Sexta-feira, Novembro 17, 2006

CIDADE VERMELHA//312 NORTE - Frangueiros

Brasília possui mesmo aquele ar de interior. Aquela coisa de trombar no meio da rua a qualquer hora com um vizinho de infância e descobrir que trabalham no mesmo prédio. Comer todo santo sábado no mesmo carrinho de cachorro-quente desde criança, que o dono nem lembra de te cobrar mais. Descobrir que está namorando o filho do dentista do seu pai e que não havia a menor chance de as famílias serem amigas de tempos pra trás. Enfim, aquela coisa de aonde você for, o tempo todo vão existir coisas tão características que vão te fazer lembrar que você mora em Brasília.

Carmen Gonçalves

Nas quadras residenciais do plano piloto, seguindo esta receita que nunca falha, uma figura recente aparece: os frangueiros. Aqueles tipos sorridentes e suados, cheios de pás de churrasco nas mãos, fincando uns frangos de aparência estranha (mas de cheiro delicioso!), e cheio de clientes cativos, fazendo filas junto às tendas brancas armadas estrategicamente na estrada das quadras. Cena altamente previsível! A fila é de brasilienses pais de família, voltando dos clubes ou do parque da cidade, cheios de fome e buscando o salvador dos almoços de final de semana: o frango magrelo!

Totalmente incorporado à rotina da classe média brasiliense, o esquema dos frangos de entrequadras revela um novo estilo de vida de uma sociedade que já não possui tantos traços de burguesia e machismo, como nos anos 60, da criação da cidade. Hoje as mães, que antes eram as responsáveis por colocar um baita almoço de domingo à mesa, não costumam acordar cedo para enfrentar a cozinha. Elas querem descanso, afinal a semana foi pesada, de jornadas duplas e triplas. Os responsáveis pelas famílias de hoje já não enxergam o final de semana como o momento de manter todos os assuntos em dia, reunir a filharada, almoços e confraternizações. Cada um quer seu cantinho, quer paz e sossego para recarregar as energias e encarar as próximas batalhas. No máximo, uma mãe de meia-idade e carente liga, meio que desesperada, para a filha que está bem longe e com milhares de coisas mais importantes pra pensar: “filhinha te espero pro almoço?” (aquela saladinha básica), a resposta: “aaaaaaa mãe!”

Christiennne de Lima é uma das muitas frangueiras da cidade. A barraca dela, na entrada da 312 norte, é um entra e sai o sábado inteiro. No local há cerca de 3 anos, ela possui uma funcionária, que limpa e tempera as aves. O negócio rende por volta de 200 reais por final de semana e é a única renda de Christienne, que mantém duas filhas e a mãe, numa casa simples no Gama. A maioria das pessoas que vivem deste tipo de informalidade possui este perfil. Como uma maneira alternativa de sobrevivência, elas exploram o bairrismo do brasiliense e vão ficando, fincando tradição.

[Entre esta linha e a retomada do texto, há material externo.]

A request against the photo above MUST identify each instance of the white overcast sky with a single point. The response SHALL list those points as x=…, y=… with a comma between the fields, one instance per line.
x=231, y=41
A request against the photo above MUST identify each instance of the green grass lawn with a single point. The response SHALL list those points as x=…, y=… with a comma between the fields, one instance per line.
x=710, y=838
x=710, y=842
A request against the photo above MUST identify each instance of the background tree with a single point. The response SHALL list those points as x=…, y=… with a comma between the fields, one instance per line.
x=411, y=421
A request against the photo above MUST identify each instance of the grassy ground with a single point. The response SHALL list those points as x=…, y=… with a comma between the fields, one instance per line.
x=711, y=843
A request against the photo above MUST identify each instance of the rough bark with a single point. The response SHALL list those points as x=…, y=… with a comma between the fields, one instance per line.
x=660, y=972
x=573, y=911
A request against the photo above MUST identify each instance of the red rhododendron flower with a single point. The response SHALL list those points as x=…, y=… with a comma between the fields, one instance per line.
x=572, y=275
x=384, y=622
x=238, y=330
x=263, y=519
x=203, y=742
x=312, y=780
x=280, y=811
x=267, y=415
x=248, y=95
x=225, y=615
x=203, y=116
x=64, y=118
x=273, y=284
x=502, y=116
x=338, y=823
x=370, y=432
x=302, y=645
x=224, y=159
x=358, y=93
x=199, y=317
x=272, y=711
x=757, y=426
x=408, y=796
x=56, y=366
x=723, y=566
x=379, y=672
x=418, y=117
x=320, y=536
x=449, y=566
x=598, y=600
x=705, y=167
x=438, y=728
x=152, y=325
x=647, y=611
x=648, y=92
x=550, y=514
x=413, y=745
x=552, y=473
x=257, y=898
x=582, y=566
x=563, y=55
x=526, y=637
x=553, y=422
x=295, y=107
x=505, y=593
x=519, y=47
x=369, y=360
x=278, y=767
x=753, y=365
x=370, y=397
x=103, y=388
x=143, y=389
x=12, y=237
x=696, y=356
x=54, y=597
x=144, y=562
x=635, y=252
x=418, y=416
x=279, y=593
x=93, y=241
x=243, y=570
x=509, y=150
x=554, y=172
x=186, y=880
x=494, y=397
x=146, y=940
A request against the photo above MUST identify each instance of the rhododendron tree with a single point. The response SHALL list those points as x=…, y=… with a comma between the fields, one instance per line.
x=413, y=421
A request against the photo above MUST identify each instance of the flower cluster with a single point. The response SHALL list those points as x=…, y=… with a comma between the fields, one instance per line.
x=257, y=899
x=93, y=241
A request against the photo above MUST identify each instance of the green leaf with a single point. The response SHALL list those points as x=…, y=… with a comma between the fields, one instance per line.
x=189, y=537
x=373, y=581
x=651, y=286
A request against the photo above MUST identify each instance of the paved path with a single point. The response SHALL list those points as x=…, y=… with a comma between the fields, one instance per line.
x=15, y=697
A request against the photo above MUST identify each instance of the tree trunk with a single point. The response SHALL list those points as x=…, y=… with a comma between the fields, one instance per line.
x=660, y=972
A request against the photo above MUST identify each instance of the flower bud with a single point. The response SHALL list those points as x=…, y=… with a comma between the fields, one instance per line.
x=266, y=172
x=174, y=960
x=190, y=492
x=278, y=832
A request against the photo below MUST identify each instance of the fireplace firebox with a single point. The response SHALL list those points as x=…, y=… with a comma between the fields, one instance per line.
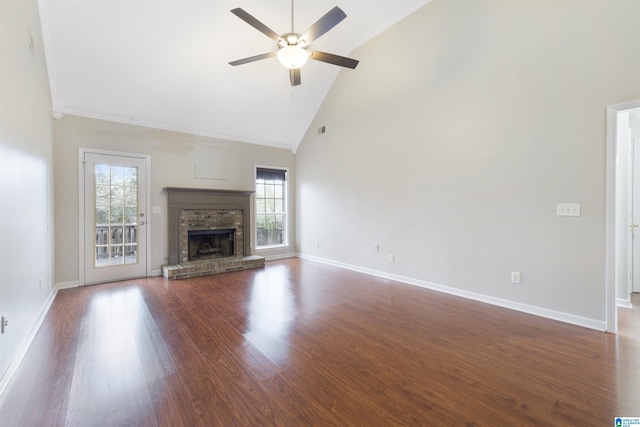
x=207, y=244
x=209, y=232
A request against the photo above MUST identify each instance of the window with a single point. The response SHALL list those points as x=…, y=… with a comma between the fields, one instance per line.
x=271, y=207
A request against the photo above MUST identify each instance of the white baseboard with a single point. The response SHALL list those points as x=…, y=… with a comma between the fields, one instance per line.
x=599, y=325
x=280, y=256
x=8, y=375
x=68, y=285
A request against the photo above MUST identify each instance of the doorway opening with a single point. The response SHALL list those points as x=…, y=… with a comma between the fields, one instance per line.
x=623, y=218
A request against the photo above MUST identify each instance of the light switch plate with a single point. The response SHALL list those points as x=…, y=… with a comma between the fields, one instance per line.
x=568, y=209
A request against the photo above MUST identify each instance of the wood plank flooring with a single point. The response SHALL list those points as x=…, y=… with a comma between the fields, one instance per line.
x=301, y=343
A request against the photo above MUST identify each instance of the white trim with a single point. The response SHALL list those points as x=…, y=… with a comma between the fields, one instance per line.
x=586, y=322
x=288, y=199
x=610, y=222
x=72, y=111
x=13, y=367
x=280, y=256
x=69, y=285
x=81, y=153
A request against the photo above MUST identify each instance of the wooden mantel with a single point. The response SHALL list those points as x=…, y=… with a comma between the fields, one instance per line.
x=205, y=198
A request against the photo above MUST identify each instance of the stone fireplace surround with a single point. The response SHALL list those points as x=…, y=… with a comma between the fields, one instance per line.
x=206, y=209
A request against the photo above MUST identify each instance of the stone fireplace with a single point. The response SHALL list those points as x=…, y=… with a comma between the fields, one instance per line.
x=209, y=232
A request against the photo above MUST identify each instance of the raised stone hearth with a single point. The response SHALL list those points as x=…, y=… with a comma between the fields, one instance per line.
x=205, y=267
x=196, y=211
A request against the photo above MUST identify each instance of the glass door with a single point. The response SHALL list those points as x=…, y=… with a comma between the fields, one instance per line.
x=115, y=217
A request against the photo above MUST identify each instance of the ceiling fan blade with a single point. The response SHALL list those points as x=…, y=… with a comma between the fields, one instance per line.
x=246, y=17
x=324, y=24
x=294, y=76
x=334, y=59
x=252, y=58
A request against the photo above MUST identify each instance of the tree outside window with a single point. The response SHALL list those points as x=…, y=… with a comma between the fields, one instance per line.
x=270, y=207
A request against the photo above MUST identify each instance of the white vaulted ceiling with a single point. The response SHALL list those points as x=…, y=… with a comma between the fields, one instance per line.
x=164, y=64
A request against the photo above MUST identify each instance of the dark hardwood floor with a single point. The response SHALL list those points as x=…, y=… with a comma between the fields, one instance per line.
x=302, y=343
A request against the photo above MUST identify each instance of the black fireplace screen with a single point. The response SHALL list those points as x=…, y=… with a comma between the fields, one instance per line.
x=207, y=244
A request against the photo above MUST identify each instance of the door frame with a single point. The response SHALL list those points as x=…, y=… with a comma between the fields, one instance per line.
x=611, y=278
x=81, y=202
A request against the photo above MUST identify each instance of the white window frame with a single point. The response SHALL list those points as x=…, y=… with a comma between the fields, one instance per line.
x=285, y=192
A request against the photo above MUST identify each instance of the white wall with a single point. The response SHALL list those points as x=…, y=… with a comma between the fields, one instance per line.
x=452, y=142
x=173, y=158
x=26, y=205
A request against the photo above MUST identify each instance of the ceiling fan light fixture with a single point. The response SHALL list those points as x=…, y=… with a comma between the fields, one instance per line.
x=292, y=56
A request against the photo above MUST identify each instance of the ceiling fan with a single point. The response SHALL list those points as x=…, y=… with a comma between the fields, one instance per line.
x=292, y=47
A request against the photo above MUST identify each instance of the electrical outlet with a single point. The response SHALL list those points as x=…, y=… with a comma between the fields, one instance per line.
x=568, y=209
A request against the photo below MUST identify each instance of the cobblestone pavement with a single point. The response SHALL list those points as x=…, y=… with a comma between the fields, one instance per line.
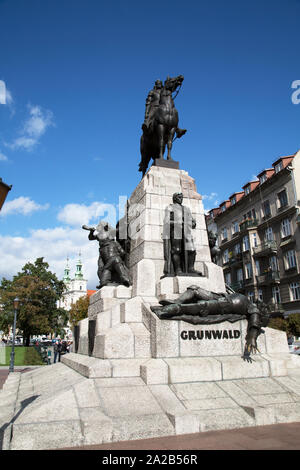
x=272, y=437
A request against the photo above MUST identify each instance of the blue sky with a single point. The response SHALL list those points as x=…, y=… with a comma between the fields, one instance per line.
x=77, y=74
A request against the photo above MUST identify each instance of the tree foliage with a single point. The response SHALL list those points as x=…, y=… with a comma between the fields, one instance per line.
x=38, y=291
x=79, y=310
x=293, y=324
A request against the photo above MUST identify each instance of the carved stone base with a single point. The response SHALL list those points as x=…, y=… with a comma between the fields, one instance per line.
x=166, y=163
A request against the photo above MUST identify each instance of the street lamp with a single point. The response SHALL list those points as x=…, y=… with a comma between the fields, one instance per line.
x=12, y=355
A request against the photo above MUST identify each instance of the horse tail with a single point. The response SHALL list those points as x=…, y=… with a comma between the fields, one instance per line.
x=145, y=158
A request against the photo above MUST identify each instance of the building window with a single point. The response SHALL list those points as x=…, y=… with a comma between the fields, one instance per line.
x=239, y=275
x=257, y=267
x=278, y=167
x=263, y=178
x=254, y=240
x=295, y=291
x=285, y=228
x=235, y=227
x=276, y=295
x=248, y=270
x=224, y=234
x=282, y=199
x=246, y=245
x=250, y=215
x=266, y=209
x=273, y=263
x=290, y=259
x=269, y=237
x=237, y=248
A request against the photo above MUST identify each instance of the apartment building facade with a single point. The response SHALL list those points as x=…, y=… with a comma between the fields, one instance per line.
x=259, y=236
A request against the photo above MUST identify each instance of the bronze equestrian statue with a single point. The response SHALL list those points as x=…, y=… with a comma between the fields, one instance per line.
x=161, y=122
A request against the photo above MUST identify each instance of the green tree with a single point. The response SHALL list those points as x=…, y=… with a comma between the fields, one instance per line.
x=293, y=324
x=38, y=290
x=79, y=310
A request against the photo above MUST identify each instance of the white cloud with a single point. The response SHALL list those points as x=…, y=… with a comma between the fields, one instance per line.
x=210, y=201
x=33, y=129
x=54, y=245
x=79, y=214
x=21, y=205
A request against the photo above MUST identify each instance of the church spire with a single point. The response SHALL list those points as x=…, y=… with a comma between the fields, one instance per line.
x=66, y=277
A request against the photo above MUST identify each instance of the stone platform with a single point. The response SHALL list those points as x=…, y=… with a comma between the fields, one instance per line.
x=56, y=406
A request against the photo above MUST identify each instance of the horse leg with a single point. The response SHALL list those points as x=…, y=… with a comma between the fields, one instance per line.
x=170, y=142
x=161, y=143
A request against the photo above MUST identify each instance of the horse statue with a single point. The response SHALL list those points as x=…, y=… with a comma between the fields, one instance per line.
x=161, y=122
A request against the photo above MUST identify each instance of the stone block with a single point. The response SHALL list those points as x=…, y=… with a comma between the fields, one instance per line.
x=198, y=391
x=116, y=315
x=276, y=341
x=154, y=371
x=136, y=401
x=131, y=311
x=165, y=286
x=146, y=426
x=122, y=292
x=119, y=382
x=141, y=340
x=164, y=337
x=214, y=282
x=86, y=394
x=194, y=369
x=115, y=343
x=185, y=422
x=83, y=344
x=126, y=367
x=167, y=399
x=236, y=367
x=144, y=282
x=103, y=322
x=47, y=435
x=277, y=363
x=230, y=418
x=87, y=366
x=96, y=427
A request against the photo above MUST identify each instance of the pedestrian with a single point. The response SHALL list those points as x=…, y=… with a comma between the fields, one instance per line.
x=49, y=354
x=56, y=351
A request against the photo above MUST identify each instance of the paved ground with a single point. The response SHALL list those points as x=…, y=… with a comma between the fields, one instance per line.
x=273, y=437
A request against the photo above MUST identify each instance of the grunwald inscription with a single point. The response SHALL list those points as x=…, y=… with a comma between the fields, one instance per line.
x=210, y=334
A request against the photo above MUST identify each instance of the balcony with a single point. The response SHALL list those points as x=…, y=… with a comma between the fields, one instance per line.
x=265, y=248
x=271, y=277
x=276, y=309
x=249, y=223
x=236, y=259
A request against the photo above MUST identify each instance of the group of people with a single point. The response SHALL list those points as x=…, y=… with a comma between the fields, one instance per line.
x=61, y=348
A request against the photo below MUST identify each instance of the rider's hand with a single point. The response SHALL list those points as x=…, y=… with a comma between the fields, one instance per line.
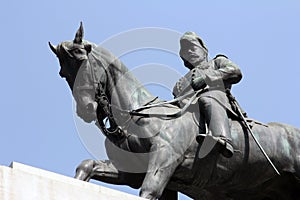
x=198, y=83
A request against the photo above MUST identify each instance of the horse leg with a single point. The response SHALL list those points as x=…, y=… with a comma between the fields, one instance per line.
x=158, y=174
x=99, y=170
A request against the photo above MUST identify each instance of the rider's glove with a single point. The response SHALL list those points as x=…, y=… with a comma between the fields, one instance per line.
x=198, y=83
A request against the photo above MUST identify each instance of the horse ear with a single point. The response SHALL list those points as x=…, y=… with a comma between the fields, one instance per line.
x=79, y=35
x=88, y=48
x=53, y=48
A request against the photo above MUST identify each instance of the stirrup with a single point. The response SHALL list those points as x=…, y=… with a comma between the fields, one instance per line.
x=223, y=144
x=227, y=149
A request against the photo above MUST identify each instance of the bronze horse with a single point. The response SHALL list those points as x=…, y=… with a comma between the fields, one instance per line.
x=159, y=154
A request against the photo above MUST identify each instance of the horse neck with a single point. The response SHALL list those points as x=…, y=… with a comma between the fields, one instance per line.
x=123, y=89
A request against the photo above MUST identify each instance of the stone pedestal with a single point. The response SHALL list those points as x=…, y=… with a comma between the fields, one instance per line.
x=22, y=182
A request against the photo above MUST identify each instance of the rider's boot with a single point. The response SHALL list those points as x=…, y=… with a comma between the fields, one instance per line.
x=224, y=144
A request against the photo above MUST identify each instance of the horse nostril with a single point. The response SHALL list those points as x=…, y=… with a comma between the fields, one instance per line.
x=91, y=107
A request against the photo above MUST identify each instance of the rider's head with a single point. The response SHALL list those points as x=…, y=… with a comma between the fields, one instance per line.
x=192, y=50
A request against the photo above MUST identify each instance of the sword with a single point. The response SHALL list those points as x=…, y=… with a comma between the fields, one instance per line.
x=250, y=130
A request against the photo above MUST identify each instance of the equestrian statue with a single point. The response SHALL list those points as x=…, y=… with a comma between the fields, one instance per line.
x=200, y=144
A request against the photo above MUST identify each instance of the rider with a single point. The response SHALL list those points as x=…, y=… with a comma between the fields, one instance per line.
x=218, y=74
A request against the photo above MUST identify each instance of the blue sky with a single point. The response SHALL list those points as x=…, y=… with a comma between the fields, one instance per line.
x=37, y=122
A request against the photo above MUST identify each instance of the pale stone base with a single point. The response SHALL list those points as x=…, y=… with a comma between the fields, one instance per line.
x=22, y=182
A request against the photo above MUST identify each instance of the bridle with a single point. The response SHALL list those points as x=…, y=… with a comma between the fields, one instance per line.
x=104, y=111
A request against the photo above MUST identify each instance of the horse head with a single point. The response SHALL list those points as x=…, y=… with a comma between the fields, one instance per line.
x=73, y=59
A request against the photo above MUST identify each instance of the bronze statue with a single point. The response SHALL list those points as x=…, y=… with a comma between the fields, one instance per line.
x=219, y=73
x=164, y=158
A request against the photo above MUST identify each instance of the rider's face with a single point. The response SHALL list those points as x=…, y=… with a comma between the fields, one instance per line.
x=192, y=52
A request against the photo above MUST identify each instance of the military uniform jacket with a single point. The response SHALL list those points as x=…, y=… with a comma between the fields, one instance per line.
x=219, y=74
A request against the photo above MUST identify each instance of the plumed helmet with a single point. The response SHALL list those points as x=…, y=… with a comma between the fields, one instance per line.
x=195, y=39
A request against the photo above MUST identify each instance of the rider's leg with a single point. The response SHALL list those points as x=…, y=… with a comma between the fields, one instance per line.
x=217, y=122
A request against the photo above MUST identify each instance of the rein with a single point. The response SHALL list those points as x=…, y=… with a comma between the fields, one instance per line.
x=137, y=112
x=103, y=111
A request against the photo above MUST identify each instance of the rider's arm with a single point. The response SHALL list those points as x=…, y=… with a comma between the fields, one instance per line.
x=225, y=70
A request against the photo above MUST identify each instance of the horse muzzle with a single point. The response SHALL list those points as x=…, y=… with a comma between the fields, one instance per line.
x=89, y=112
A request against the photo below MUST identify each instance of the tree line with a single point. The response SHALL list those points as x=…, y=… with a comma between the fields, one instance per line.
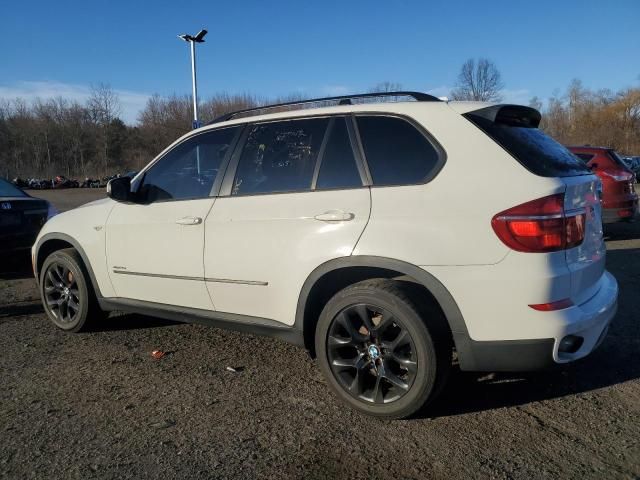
x=53, y=137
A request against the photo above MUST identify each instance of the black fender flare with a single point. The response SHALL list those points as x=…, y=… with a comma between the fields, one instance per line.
x=448, y=305
x=76, y=245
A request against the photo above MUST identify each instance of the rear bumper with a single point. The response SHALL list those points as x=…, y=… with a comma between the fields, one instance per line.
x=588, y=321
x=623, y=212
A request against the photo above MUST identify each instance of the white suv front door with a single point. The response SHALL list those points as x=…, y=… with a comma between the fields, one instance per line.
x=155, y=247
x=297, y=200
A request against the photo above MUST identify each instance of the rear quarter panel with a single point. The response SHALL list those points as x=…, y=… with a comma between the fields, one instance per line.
x=448, y=220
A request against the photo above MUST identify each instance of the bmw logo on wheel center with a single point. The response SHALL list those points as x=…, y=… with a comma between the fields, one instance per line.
x=374, y=352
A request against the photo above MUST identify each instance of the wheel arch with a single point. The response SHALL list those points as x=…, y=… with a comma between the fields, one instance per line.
x=52, y=242
x=332, y=276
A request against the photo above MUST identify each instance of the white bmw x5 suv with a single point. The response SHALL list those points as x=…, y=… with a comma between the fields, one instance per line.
x=382, y=237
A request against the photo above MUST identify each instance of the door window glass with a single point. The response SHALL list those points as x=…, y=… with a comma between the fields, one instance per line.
x=188, y=170
x=279, y=157
x=338, y=168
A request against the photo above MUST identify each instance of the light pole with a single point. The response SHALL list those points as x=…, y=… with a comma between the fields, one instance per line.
x=193, y=39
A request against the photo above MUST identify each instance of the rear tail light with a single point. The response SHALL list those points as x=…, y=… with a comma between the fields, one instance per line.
x=553, y=306
x=541, y=225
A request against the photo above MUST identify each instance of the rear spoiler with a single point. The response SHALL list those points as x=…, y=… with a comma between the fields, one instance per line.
x=512, y=115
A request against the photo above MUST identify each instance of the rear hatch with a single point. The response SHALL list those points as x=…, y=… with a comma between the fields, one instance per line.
x=515, y=128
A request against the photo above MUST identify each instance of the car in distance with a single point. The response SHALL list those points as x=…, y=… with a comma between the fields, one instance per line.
x=633, y=164
x=619, y=198
x=353, y=230
x=21, y=217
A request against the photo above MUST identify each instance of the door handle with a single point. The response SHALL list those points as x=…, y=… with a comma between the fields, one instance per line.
x=189, y=221
x=335, y=216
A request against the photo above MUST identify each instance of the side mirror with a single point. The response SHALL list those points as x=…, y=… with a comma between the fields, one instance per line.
x=120, y=189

A fiscalização não atrapalha, acontecendo raramente. Christienne, por exemplo, só foi abordada uma vez, num sábado. Ela lembra que os fiscais não traziam crachás ou identificação, nem mandado de apreensão, que levaram todo o seu material de trabalho, mas não aplicaram multa. A frangueira não recorda nem mesmo seus nomes. “Depois disso, nunca mais me incomodaram”. O que pareceu, no mínimo, uma ação suspeita, de fiscais com outras intenções, além de inibir o trabalho informal.

O que provavelmente impede o retorno dessas patrulhas é a pressão dos moradores, que não querem perder o serviço. Parece injusto que os moradores estimulem a situação da ilegalidade. Mas não é bem assim: há um projeto, de iniciativa de prefeitos de quadras, tramitando na Câmara Legislativa que prevê a legalização destes comerciantes, e a colocação deles em quiosques específicos e supervisionados pelo órgão competente da saúde pública. Mas não há, infelizmente, previsão de sanção.

Mas que o brasiliense é fã de um franguinho no meio da rua, aaaah, isso é!